Di antara sebagian perkara yang kadang ditanyakan oleh sebagian orang adalah mengenai hukum menikah dalam keadaan haid. Pasalnya, tidak sedikit perempuan yang menikah dengan suaminya dalam keadaan dia sedang haid. Sebenarnya, bagaimana hukum menikah atau mengadakan akad bagi perempuan dalam keadaan haid ini, apakah boleh?

Menikah atau mengadakan akad nikah bagi perempuan pada saat haid hukumnya adalah boleh. Tidak masalah bagi perempuan mengadakan akad nikah dengan suaminya pada saat haid, karena mengadakan akad nikah tidak termasuk perkara yang dilarang bagi perempuan haid.

Menurut para ulama, terdapat tujuh hal yang dilarang bagi perempuan haid, dan menikah tidak termasuk di dalamnya. Yaitu, shalat, membawa mushaf dan menyentuhnya, membaca Al-Quran meskipun dengan hafalan, thawaf, berdiam di masjid, puasa dan berjima’ dengan suaminya, juga bersenang-senang di antara pusar dan lutut tanpa ada penghalang.

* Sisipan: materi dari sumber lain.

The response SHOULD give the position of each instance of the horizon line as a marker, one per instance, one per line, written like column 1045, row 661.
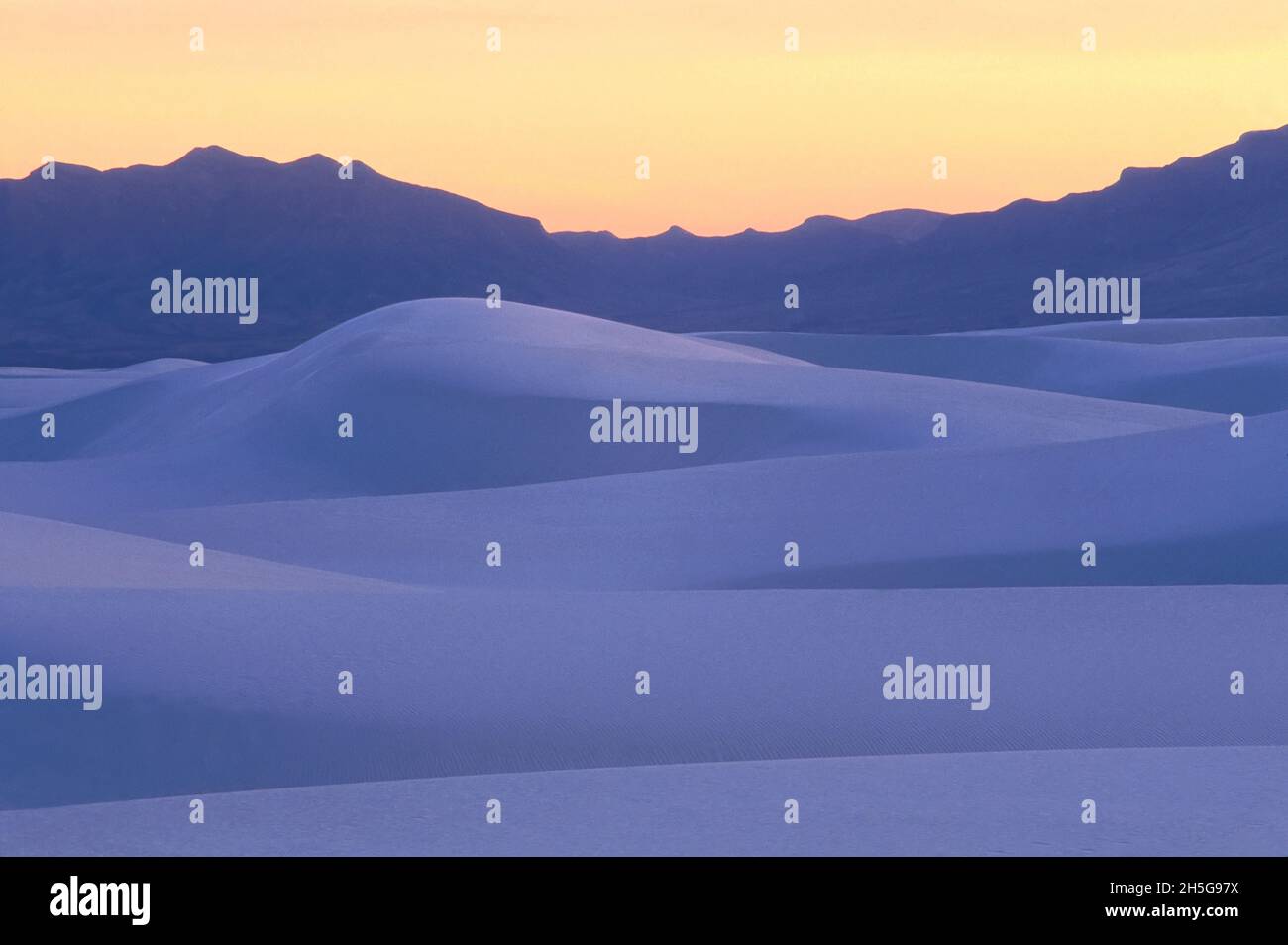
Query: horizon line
column 673, row 228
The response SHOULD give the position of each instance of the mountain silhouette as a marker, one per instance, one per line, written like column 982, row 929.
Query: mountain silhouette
column 78, row 253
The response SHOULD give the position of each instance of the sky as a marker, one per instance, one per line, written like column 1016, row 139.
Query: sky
column 738, row 130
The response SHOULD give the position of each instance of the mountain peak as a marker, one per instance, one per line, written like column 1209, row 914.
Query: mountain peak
column 211, row 155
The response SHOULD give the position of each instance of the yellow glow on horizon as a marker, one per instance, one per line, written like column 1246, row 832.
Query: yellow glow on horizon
column 738, row 132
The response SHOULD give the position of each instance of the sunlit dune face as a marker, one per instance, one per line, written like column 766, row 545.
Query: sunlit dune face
column 739, row 130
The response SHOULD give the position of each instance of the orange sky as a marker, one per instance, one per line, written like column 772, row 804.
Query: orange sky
column 738, row 132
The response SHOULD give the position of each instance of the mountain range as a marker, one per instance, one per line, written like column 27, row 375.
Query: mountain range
column 78, row 253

Ini sebagaimana disebutkan dalam Darul Ifta’ Al-Mishriyah berikut;

يحرم على كل من الحائض والنفساء الأمور التالية: الصلاة، حمل المصحف ومسه، قراءة القرآن ولو غيباً، الطواف، المكث في المسجد، الصوم، ووطء زوجها لها، ومباشرته لها فيما بين السرة والركبة ( لمس ما بين السرة والركبة) بدون حائل

Haram bagi perempuan haid dan nifas hal-hal berikut; shalat, membawa mushaf dan menyentuhnya, membaca Al-Quran meskipun dengan hafalan, thawaf, berdiam di masjid, puasa dan berjima’ dengan suaminya, juga bersenang-senang di antara pusar dan lutut tanpa ada penghalang.

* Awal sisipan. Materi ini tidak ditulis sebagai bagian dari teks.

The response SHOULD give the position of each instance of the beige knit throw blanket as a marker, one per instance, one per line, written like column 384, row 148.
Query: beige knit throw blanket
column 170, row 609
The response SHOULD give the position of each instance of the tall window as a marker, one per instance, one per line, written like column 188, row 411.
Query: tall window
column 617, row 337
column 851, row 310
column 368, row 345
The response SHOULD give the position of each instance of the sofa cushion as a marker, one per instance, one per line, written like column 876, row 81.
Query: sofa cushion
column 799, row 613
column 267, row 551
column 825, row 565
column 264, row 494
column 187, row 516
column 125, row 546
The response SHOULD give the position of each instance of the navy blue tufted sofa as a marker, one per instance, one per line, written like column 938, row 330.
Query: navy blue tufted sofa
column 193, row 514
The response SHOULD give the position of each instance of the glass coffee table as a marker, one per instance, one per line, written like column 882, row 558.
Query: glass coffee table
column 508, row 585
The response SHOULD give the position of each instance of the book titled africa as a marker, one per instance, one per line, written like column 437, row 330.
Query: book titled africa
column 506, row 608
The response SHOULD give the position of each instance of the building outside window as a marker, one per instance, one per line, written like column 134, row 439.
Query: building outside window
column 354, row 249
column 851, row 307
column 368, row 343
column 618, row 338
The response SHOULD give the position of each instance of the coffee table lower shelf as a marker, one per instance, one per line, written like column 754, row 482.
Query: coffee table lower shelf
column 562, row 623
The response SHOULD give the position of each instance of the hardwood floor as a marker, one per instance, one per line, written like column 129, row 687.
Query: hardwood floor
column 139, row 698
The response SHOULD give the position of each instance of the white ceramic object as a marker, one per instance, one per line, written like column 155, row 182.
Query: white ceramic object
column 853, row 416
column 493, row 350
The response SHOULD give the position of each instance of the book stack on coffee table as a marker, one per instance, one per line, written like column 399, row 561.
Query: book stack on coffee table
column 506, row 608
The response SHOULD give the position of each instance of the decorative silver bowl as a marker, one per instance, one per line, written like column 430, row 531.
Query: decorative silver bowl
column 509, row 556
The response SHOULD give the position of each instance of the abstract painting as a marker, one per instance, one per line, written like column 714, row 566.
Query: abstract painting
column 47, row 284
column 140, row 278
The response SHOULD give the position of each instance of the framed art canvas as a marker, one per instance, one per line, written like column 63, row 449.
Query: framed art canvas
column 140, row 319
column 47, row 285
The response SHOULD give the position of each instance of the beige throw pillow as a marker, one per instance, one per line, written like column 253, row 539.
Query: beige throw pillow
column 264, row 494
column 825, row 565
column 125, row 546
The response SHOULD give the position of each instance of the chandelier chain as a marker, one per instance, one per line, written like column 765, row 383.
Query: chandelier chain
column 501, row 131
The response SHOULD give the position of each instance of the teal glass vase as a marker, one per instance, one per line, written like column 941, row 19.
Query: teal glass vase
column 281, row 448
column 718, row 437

Meski mengadakan akad nikah boleh dan tidak dilarang bagi perempuan haid, namun yang perlu diperhatikan adalah jangan sampai melakukan hubungan badan dan bersenang-senang antara pusar dan lutut dengan suaminya. Jika melakukan hubungan badan atau bersenang-senang antara pusar dan lutut dengan suaminya, meskipun masih berstatus sebagai penganten baru, maka hukumnya haram.

Ini sebagaimana disebutkan dalam hadis riwayat Imam Malik dari Zaid bin Aslam, dia berkata;

أَنَّ رَجُلًا سَأَلَ رَسُولَ اللهِ صَلَّى اللهُ عَلَيْهِ وَسَلَّمَ، فَقَالَ: مَا يَحِلُّ لِي مِنَ امْرَأَتِي وَهِيَ حَائِضٌ ؟ فَقَالَ رَسُولُ اللهِ صَلَّى اللهُ عَلَيْهِ وَسَلَّمَّ: لِتَشُدَّ عَلَيْهَا إِزَارَهَا ثُمَّ شَأْنَكَ بِأَعْلَاهَا

Sesungguhnya seorang laki-laki bertanya kepada Rasulullah Saw seraya berkata; Apakah yang dihalalkan bagiku dari istriku yang sedang haid? Beliau bersabda; Hendaklah kamu kencangkan sarungnya, kemudian dibolehkan bagimu bagian atasnya.